24
Dec/20

SANCTUARY: AN AUDIO IMMERSIVE SOUNDWALK

24
Dec/20

Working Theater’s Sanctuary takes visitors on an audio journey through the welcoming community of St. John the Divine (photo by P. Kevin O’Leary)

SANCTUARY
Cathedral Church of St. John the Divine
1047 Amsterdam Ave. at 112th St.
Through December 31, free
theworkingtheater.org
www.stjohndivine.org

“What is sanctuary? Is it a place? Is it a feeling? A state of being?” a narrator asks near the start of Sanctuary, an immersive audio soundwalk about the historic Cathedral Church of St. John the Divine. Working Theater’s Five Boroughs/One City Initiative began with Adam Kraar’s Alternating Currents in Queens and includes Liba Vaynberg and Dina Vovsi’s The Only Ones and Ed Cardona Jr.’s Bamboo in Bushwick in Brooklyn, Dan Hoyle’s The Block in the Bronx, and Chisa Hutchinson’s Breaking Bread in Staten Island. It returns to Manhattan with Sanctuary, a forty-eight-minute piece that has been in progress since 2015 and is now available for free download through December 31. It is not a guided tour of the cathedral but instead is a spiritual (and secular) journey that you can experience at home. (In 2013, Working Theater staged La Ruta, an immersive play about illegal immigration, set in a truck outside the cathedral.)

Sanctuary was created by Michael Premo and Rachel Falcone of Storyline and developed with and directed by Working Theater associate artistic director Rebecca Martinez, with original devotional music by Broken Chord, recorded in the cathedral’s nave on the Duke Ellington grand piano. The soundwalk welcomes listeners into the diverse cathedral community, consisting of people who work there, visit regularly, have celebrated special occasions there, or turned to the cathedral at times of hardship or joy. Participants discuss immigration, a blue heron, 9/11, gay marriage, gardening, depression, letting go, healing, and rebuilding, accompanied by the sounds of footsteps, nature, a helicopter, sirens, and a door opening.

St.

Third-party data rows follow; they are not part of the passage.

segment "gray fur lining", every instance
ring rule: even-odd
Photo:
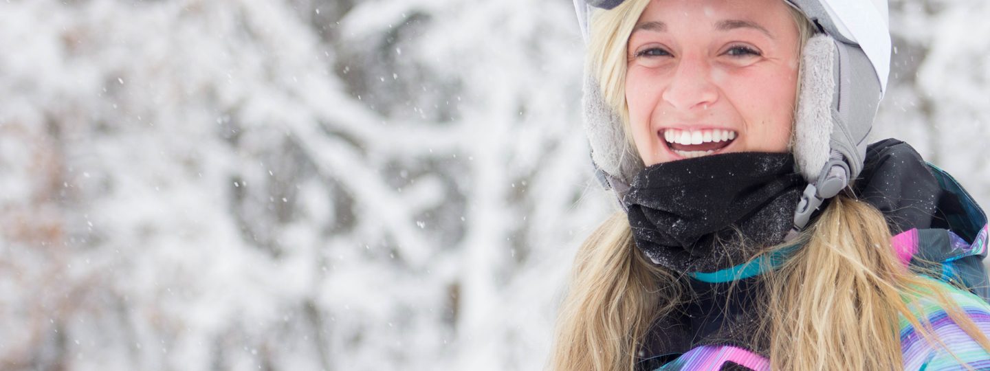
[[[836,92],[835,41],[817,35],[805,45],[794,128],[794,159],[805,180],[818,179],[829,161]]]

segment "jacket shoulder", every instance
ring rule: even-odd
[[[972,293],[941,280],[926,279],[942,288],[946,299],[958,306],[975,325],[973,330],[990,334],[990,305]],[[900,337],[905,370],[957,370],[962,365],[977,370],[990,369],[990,352],[954,323],[935,298],[910,300],[908,306],[934,338],[926,338],[919,328],[901,318]]]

John the Divine has offered sanctuary to all since 1899 (photo courtesy St. John the Divine)

“We are unfinished,” one person says. A man adds, “The amount of grief that we have seems to be insurmountable. We mourn partly because so much of what we called normal is gone, and yet, we persevere.” The narrator asks, “Do we ever get where we’re going? If we arrive, are we here?”

The cathedral has been providing sanctuary since the late nineteenth century; construction by architects George Heins and Christopher Grant LaFarge began in 1892, and the first services were held there in a chapel of the crypt in 1899. The cathedral is an Episcopal church that doesn’t discriminate on any basis; in fact, it falls right in line with New York’s decision to become a sanctuary city in 2020, as delineated by Manhattan Community Board 10 here.

Sanctuary expounds on the cathedral being a revered safe space, both physically and psychologically, not only during the pandemic, but at all times. It is currently open for free to visitors; timed tickets are strongly encouraged. “What is the path you’re on?” the narrator asks. Any path leading to the historic Cathedral Church of St. John the Divine is one that is worth taking.